Ho was told that “such an unequivocal expression” against the national security law “casts serious doubt on whether the candidate adopts, promotes and supports the fundamental principle of ‘one country, two systems’ and, therefore, objectively has the genuine and true intention to maintain the Basic Law at the time of the nomination “, according to SCMP.

China introduced the new legislation in Hong Kong on June 30, seeking to punish what it called secession, subversion, terrorism and collusion with foreign forces. The law, which bypassed the Hong Kong legislature, followed months of pro-democracy protests last year that sometimes turned into violence.

Critics of the law describe it as an assault on Hong Kong’s autonomy and freedoms, secured under the “one country, two systems” framework established when the United Kingdom returned the city to Chinese rule in 1997. But supporters say it will. bring stability after a year of unrest against China.

Others disqualified included four opposition lawmakers, Alvin Yeung Ngok-kiu, Dennis Kwok, Kwok Ka-ki and Kenneth Leung, SCMP reported.

The government statement said other inappropriate behavior that could disqualify the nominees included intentions to reject the government’s proposals “indiscriminately” to force it to agree to other political demands and a refusal to recognize China’s sovereignty over Hong Kong.
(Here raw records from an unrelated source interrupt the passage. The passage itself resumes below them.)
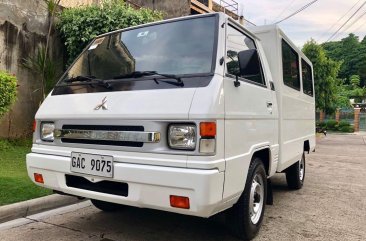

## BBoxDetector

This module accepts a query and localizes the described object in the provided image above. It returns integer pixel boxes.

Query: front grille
[65,174,128,197]
[61,125,144,147]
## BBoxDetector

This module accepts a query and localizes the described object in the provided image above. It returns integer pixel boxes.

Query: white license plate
[70,152,113,177]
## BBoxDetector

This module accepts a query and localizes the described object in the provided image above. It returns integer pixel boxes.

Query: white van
[27,13,315,239]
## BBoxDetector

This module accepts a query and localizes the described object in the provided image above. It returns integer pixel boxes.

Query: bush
[327,120,338,131]
[56,0,162,63]
[316,121,327,129]
[0,71,17,118]
[339,125,355,133]
[338,121,351,129]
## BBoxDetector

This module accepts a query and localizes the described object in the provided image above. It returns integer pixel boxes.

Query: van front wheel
[227,158,267,240]
[286,153,305,190]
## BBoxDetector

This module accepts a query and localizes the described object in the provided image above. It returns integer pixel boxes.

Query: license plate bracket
[70,152,114,177]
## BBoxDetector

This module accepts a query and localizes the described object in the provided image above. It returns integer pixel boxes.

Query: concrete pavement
[0,134,366,241]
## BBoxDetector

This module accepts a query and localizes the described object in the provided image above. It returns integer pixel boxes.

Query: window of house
[282,40,300,90]
[226,25,266,86]
[301,59,314,96]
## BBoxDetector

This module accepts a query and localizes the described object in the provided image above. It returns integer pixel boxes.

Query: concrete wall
[0,0,64,138]
[129,0,191,18]
[59,0,102,8]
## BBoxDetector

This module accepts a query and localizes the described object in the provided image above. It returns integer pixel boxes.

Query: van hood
[36,88,196,120]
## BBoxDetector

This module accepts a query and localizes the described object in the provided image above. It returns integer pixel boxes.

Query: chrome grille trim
[53,129,160,143]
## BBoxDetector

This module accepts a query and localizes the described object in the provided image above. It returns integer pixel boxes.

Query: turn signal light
[34,173,44,184]
[200,122,216,137]
[170,195,189,209]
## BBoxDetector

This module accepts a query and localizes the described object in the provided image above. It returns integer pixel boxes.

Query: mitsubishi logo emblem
[94,96,108,110]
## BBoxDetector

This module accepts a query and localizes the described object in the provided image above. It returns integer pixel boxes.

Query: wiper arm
[64,75,112,89]
[113,71,184,86]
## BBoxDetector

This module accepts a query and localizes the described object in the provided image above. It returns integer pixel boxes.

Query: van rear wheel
[226,158,267,240]
[90,199,123,212]
[286,153,305,190]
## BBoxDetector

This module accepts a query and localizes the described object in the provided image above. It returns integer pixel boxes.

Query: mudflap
[266,178,273,205]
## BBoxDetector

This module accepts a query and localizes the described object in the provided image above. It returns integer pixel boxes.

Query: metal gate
[360,112,366,131]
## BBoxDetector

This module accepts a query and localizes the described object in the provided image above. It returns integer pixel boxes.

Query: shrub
[0,71,17,118]
[316,121,327,128]
[338,121,351,129]
[327,120,338,130]
[56,0,162,64]
[339,125,355,133]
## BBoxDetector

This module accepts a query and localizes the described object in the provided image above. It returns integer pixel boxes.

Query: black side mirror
[238,49,261,77]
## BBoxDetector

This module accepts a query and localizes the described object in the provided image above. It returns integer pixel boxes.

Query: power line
[274,0,296,21]
[274,0,318,24]
[325,1,366,42]
[353,16,366,33]
[319,0,361,40]
[336,11,366,38]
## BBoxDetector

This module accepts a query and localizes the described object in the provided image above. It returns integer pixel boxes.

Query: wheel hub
[249,174,264,224]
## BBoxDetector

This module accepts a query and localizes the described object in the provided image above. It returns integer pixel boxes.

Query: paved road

But “it was not about political censorship, restriction of freedom of expression or deprivation of the right to stand for election as some members of the community allege,” he said.

‘White Terror’

The disqualifications mark a major setback for pro-democracy activists, who hoped to win the first majority in the Hong Kong Legislative Council, known as LegCo. It came hours after four students, ages 16-21, were arrested for posts on social media believed to be in violation of the new security law.
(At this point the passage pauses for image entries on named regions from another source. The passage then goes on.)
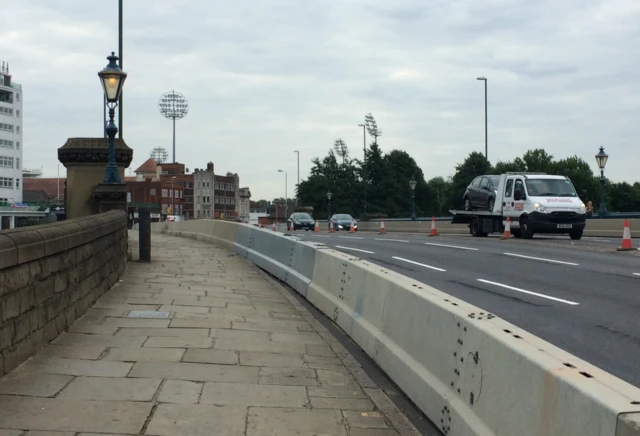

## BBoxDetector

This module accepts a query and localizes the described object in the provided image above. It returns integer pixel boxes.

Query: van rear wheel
[520,218,533,239]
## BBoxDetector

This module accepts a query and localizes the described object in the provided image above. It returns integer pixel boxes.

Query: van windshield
[526,179,578,197]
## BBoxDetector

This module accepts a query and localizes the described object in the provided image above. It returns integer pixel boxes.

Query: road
[288,231,640,387]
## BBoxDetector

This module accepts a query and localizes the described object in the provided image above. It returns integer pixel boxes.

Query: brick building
[214,173,240,219]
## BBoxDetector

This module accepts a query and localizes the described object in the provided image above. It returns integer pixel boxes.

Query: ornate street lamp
[409,177,417,221]
[98,52,127,183]
[596,147,609,218]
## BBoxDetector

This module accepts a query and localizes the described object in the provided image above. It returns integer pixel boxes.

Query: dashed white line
[478,279,580,306]
[424,242,479,251]
[336,245,374,254]
[392,256,447,272]
[503,253,580,266]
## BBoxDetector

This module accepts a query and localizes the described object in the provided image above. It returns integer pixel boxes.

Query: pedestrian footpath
[0,232,420,436]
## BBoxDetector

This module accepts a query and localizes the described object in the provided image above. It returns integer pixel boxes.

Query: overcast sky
[5,0,640,200]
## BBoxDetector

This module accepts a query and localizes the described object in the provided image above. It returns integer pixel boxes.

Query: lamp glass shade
[98,53,127,103]
[596,147,609,170]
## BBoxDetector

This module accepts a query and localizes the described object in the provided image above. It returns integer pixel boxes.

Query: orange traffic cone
[500,217,511,239]
[429,216,438,236]
[618,219,635,251]
[380,218,387,235]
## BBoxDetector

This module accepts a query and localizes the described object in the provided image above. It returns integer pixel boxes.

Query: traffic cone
[500,217,511,239]
[618,219,635,251]
[429,216,438,236]
[380,218,387,235]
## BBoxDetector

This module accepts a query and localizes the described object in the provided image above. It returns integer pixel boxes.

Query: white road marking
[336,245,374,254]
[424,242,479,251]
[478,279,580,306]
[503,253,580,266]
[392,256,447,272]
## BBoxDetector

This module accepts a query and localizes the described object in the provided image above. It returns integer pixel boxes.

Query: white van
[451,173,586,239]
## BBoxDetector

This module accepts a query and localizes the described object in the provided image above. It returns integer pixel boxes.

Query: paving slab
[200,383,309,407]
[182,348,238,365]
[247,407,347,436]
[145,404,248,436]
[58,377,162,401]
[0,395,153,434]
[158,380,204,404]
The four were all former members of Student Localism, an independence group that announced it would dissolve its Hong Kong branch the day before the security law was enacted.

Police said they were arrested on suspicion of organizing and inciting secession through comments made in social media posts after the law went into effect.

Student and human rights groups condemned the arrests, saying they announced the pervasive type of political repression on the Chinese mainland.

“Hong Kong has fallen into the era of white terror,” higher-education student unions, representing 13 student unions, said in a statement overnight, referring to a Chinese language to describe political persecution.

“It is clear that more and more Hong Kong people [will] has to endure … communist terror, “he added.

At least 15 people have been arrested under the new law.

Nathan Law, a democracy activist who went into exile after the law was imposed, expressed similar sentiments on Twitter.

“White terror, the politics of fear has spread in Hong Kong,” he said, describing the electoral disqualifications as an attempt to bring China’s parliamentary system to Hong Kong.

“The strategy of the Chinese Communist Party apparently aims to suppress all forms of resistance in Hong Kong with great fear and intimidation,” he wrote.